'The Real Housewives of D.C.': More than just Michaele Salahi, party crasher
Thanks to an alleged party crasher named Michaele Salahi, Andy Cohen knows, possibly better than anyone, how much more "The Real Housewives of D.C." has become than when it was hatched.
Cohen -- Bravo's senior vice president of programming and development, and also the host of the network's show "Watch What Happens Live" -- was in the thick of the controversy that exploded last November over the White House visit paid by Tareq Salahi and his wife Michaele, one of the Washington-based "Real Housewives"` in the franchise's latest unscripted series, premiering Thursday, Aug. 5.
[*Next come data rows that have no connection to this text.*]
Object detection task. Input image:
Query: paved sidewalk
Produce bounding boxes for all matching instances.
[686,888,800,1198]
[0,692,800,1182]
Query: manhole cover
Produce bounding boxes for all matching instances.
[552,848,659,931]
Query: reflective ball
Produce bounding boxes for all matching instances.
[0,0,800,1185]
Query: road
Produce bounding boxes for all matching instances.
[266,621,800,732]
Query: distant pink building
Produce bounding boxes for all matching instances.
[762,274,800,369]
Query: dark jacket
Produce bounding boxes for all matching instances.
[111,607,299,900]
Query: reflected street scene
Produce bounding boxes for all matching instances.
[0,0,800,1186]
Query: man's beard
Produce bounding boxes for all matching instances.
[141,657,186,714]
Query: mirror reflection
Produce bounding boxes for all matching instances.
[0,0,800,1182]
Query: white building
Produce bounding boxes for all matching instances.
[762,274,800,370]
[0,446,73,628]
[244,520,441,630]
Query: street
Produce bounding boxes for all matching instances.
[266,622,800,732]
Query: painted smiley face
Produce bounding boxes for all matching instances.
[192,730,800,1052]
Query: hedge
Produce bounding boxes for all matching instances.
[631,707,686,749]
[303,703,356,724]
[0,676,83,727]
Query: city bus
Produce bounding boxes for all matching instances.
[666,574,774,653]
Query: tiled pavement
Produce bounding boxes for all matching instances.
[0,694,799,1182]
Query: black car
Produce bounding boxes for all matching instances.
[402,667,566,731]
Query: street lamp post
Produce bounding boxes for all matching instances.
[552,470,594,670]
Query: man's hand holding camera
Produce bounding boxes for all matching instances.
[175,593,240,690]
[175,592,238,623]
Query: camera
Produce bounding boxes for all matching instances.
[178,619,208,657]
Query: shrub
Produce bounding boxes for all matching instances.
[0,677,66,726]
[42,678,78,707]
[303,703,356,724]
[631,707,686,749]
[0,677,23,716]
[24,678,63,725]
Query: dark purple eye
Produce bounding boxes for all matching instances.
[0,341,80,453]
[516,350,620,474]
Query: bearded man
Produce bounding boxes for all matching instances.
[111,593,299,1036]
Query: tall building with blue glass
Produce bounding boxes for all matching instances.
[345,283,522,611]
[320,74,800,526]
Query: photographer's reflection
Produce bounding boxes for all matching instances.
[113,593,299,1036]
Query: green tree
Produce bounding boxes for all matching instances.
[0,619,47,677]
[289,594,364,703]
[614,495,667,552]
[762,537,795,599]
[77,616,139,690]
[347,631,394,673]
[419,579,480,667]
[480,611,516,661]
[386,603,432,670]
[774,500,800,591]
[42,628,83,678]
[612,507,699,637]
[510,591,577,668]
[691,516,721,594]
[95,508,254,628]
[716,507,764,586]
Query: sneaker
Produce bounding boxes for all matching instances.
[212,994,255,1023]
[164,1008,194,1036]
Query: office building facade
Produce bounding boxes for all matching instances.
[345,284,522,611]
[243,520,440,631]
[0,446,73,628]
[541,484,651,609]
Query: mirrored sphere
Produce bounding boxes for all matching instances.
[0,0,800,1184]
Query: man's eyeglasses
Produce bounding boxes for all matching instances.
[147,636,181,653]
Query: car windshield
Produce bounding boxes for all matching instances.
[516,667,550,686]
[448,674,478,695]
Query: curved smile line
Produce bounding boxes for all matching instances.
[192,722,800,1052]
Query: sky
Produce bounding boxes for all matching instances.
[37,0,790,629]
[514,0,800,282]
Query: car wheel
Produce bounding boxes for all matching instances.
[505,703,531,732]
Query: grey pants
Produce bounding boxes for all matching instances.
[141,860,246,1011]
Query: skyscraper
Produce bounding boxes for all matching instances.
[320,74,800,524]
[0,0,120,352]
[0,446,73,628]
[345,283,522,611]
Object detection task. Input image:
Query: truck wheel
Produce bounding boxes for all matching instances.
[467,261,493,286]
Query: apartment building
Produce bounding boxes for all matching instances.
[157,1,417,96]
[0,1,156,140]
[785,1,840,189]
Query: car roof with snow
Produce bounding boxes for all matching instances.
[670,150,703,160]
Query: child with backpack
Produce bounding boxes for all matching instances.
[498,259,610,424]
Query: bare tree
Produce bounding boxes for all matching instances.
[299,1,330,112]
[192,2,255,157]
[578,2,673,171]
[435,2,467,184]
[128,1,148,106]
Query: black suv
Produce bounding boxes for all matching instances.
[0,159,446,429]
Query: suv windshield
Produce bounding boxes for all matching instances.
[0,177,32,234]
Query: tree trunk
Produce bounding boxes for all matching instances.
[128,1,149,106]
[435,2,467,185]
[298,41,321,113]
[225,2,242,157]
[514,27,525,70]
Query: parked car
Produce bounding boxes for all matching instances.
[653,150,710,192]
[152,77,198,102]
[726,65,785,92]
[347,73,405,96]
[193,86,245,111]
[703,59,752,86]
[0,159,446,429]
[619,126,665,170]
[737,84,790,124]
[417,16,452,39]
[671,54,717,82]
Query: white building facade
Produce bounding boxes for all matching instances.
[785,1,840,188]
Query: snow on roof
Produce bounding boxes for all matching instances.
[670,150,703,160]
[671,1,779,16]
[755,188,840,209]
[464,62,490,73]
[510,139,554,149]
"We want people to know about this show for the five women who are in it, not just one," Cohen tells Zap2it, emphasizing the White House incident "happens within the latter part of the series. So much more happens in the show -- outside of what happened with the Salahis -- that I think when people see the first episode, they'll say, 'Oh!'
"You certainly get a fuller picture of Michaele," Cohen adds. "I think the fact that she's known (fellow D.C. 'Housewives') Lynda [Erkiletian] and Mary [Amons] socially for 15 years, and that they have interesting points of entry to her, helps complete the story."
Having showcased "Real Housewives" of New York, New Jersey, Atlanta and Orange County (Calif.) already, with Beverly Hills to come later, Cohen says the idea of making the nation's capital one of the sites "popped up after the (2008 presidential) election.
"The casting was really good; we really responded to everyone who made it into the show. They seemed larger-than-life and independent, living aspirational lifestyles, and they all were really rooted in D.C. They had something to say about it. And I think D.C. looks more upscale and sexier in this than it has in a while."